2. Submit to the general meeting of shareholders of the company to authorize the board of directors to go through the procedures of approval, registration, filing, approval and consent to the relevant governments and institutions for the equity incentive plan; Signing, executing, revising and completing documents submitted to relevant governments, institutions, organizations and individuals; Amend the Articles of Association and register the change of the company's registered capital; and to take all actions that it deems necessary, appropriate or appropriate in connection with this incentive program.

3. Propose to the general meeting of shareholders to authorize the board of directors to appoint financial advisers, receiving banks, accountants, lawyers, securities companies and other intermediaries for the implementation of the incentive plan.

4. Submit to the general meeting of shareholders of the company for approval, and the period of authorization to the board of directors is consistent with the validity period of the incentive plan.

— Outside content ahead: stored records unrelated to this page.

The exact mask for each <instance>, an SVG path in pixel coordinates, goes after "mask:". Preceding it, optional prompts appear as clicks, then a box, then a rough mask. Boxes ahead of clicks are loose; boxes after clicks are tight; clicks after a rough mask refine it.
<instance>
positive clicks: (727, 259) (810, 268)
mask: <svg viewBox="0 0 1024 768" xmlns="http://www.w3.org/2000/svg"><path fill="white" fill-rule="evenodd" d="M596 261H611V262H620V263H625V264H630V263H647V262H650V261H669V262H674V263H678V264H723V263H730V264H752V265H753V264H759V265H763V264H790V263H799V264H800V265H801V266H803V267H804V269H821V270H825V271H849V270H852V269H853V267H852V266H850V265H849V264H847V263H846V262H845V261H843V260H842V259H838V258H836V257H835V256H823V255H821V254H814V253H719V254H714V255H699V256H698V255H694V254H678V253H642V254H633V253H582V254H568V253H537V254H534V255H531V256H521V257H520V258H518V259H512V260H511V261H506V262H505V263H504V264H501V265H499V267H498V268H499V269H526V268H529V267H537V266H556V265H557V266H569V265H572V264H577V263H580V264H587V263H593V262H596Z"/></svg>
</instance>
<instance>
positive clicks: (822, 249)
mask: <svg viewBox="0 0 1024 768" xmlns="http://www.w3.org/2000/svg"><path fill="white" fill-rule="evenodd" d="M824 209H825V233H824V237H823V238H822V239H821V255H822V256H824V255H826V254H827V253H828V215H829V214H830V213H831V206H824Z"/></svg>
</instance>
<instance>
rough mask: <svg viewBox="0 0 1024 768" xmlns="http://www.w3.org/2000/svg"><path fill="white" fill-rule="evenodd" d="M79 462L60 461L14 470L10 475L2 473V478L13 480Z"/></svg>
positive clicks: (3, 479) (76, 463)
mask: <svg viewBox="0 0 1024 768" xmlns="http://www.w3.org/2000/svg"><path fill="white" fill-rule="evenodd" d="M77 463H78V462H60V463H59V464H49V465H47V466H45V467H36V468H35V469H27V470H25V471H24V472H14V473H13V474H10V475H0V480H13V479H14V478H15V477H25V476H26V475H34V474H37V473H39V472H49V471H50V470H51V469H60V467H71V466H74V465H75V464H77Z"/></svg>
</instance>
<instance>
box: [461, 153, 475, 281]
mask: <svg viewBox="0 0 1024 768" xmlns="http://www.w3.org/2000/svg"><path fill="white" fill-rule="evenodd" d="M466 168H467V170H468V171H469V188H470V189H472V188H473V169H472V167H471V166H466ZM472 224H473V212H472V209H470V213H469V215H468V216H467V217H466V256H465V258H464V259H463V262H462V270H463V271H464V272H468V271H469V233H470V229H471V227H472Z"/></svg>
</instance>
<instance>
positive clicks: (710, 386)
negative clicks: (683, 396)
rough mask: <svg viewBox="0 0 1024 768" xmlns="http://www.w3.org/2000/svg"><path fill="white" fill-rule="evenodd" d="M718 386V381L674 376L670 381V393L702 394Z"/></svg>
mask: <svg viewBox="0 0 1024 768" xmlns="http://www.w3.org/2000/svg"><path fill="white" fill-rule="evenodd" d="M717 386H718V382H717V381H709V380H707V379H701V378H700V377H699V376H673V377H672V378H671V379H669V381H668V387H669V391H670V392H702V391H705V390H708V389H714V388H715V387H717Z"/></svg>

5. Among the above-mentioned authorized matters, in addition to the laws, administrative regulations, rules of the China Securities Regulatory Commission, normative documents, the equity incentive plan or the articles of association of the company, other matters that need to be passed by the resolution of the board of directors shall be submitted to the general meeting of shareholders of the company to authorize the board of directors, and the board of directors of the company shall further authorize the chairman of the board of directors or the appropriate person authorized by the board of directors of the company to exercise.

Shareholders who intend to be the incentive recipients of the 2025 restricted stock incentive plan and shareholders who are related to the incentive recipients abstain from voting on this proposal.

Shareholders and their proxies are invited to deliberate.